Tuhan Yesus menerima dua orang murid Yohanes pembaptis secara total, tanpa pernah mempertimbangkan latar belakang ataupun status mereka. Tuhan Yesus selalu menerima semua orang yang datang kepadaNya, apapun keadaannya.

  1. Undangan untuk menjadi murid.

“Marilah dan kamu akan melihatnya.” Adalah sebuah jawaban dan kepastian bahwa Tuhan Yesus menerima mereka sebagai murid-muridNya.

  1. Undangan untuk menerima dari sang guru.

Setelah mereka diterima sebagai muridNya, kini mereka siap untuk menerima dari sang guru.  Waktu mereka diundang untuk menerima pengajaranNya, hikmatNya dan kuasaNya.

  1. Undangan untuk mempercayaiNya sepenuhnya.

“Marilah dan kamu akan melihatnya” adalah undangan untuk mempercayaiNya sepenuhnya. Sebagai murid mereka akan meninggalkan keluarganya, kekayaan, pekerjaan dan semua yang dimilikinya. Sekarang mereka harus menaruh harapan dan imannya hanya kepada Yesus sebagai guru mereka.

  1. Undangan untuk menderita bersamaNYA.

Berbeda dengan rabi Yahudi yang bergelimang dengan kehormatan dan kemewahan, rabi Yesus mengundang murid-muridNya untuk menderita bersamaNya. Kata-Nya kepada mereka semua: “Setiap orang yang mau mengikut Aku, ia harus menyangkal dirinya, memikul salibnya setiap hari dan mengikut Aku.

  1. Undangan untuk meneladaniNYA

CaraNya mengajar bukan saja dengan kata-kata tetapi dengan perbuatan nyata. Semua pelajaran yang diajarkan dilakukan dan dipraktekkan agar diteladani oleh murid-muridNya.

Sekarang marilah kita mempelajari bagi yang ketujuh yaitu:

  1. Undangan untuk MELIHAT YANG TAK TERLIHAT

Mula-mula Tuhan Yesus mengundang murid-murid untuk menerima pengajaranNya dan melihat/menyaksikan apa yang Ia kerjakan. Pelajaran di dalam kelas selalu dikombinasikan dengan praktek lapangan agar setiap murid memahami isi pengajaranNya dengan mudah. Inilah makanan harian yang diterima murid-muridNya selama mengikuti kelas rabi Yesus.

Sekarang Tuhan Yesus mengajarkan kepada murid-muridNya tingkat pelajaran yang lebih tinggi yaitu melihat yang tak terlihat. Dari alam nyata yang mereka alami dari hari ke hari, sekarang mereka meningkat ke alam supranatural. Hal yang bersifat jasmani meningkat kepada perkara rohani dan Illahi.

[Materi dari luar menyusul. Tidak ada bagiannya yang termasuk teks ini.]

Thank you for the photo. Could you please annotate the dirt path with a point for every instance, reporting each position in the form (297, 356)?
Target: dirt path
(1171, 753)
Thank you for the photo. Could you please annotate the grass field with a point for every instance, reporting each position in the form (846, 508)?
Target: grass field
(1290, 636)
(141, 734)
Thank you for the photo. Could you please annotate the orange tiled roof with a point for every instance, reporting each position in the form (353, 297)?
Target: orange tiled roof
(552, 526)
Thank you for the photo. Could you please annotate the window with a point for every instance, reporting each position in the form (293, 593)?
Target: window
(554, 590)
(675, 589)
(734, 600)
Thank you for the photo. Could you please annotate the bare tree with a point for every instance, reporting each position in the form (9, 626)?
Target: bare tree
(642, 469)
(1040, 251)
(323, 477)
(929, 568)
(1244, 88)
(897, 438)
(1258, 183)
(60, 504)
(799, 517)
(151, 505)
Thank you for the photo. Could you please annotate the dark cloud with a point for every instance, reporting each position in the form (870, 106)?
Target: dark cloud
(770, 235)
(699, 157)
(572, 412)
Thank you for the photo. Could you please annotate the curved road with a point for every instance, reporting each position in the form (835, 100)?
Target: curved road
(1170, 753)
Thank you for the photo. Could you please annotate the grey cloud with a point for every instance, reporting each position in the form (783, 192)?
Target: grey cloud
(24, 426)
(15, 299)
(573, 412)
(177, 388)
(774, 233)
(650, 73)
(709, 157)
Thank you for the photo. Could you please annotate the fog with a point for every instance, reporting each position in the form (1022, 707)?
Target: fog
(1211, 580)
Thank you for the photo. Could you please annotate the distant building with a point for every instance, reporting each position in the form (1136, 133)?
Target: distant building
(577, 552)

Inilah yang membedakan antara rabi Yahudi dan rabi Yesus. Rabi Yahudi hanya mengajarkan pengetahun dan ketrampilan. Tetapi rabi Yesus mengajar pengetahuan, melatih ketrampilan dan melepaskan kuasa.

Matius 7:29 

sebab Ia mengajar mereka sebagai orang yang berkuasa, tidak seperti ahli-ahli Taurat mereka.

Kuasa inilah yang menjadikan murid-murid mampu melihat apa yang tak terlihat. Mereka memandang setiap kejadian dan hari depan bukan dengan penglihatan jasmani tetapi dengan mata iman dan keyakinan yang teguh.

Melihat kuasa dalam hidup sehari-hari

Yohanes 2 : 1-11

Untuk memudahkan kita memahami pengajaran Tuhan Yesus kepada murid-muridNya tentang melihat yang tak terlihat, marilah kita melihat peristiwa mujizat pertama yang dikerjakan Tuhan Yesus di pesta pernikahan di kota Kana.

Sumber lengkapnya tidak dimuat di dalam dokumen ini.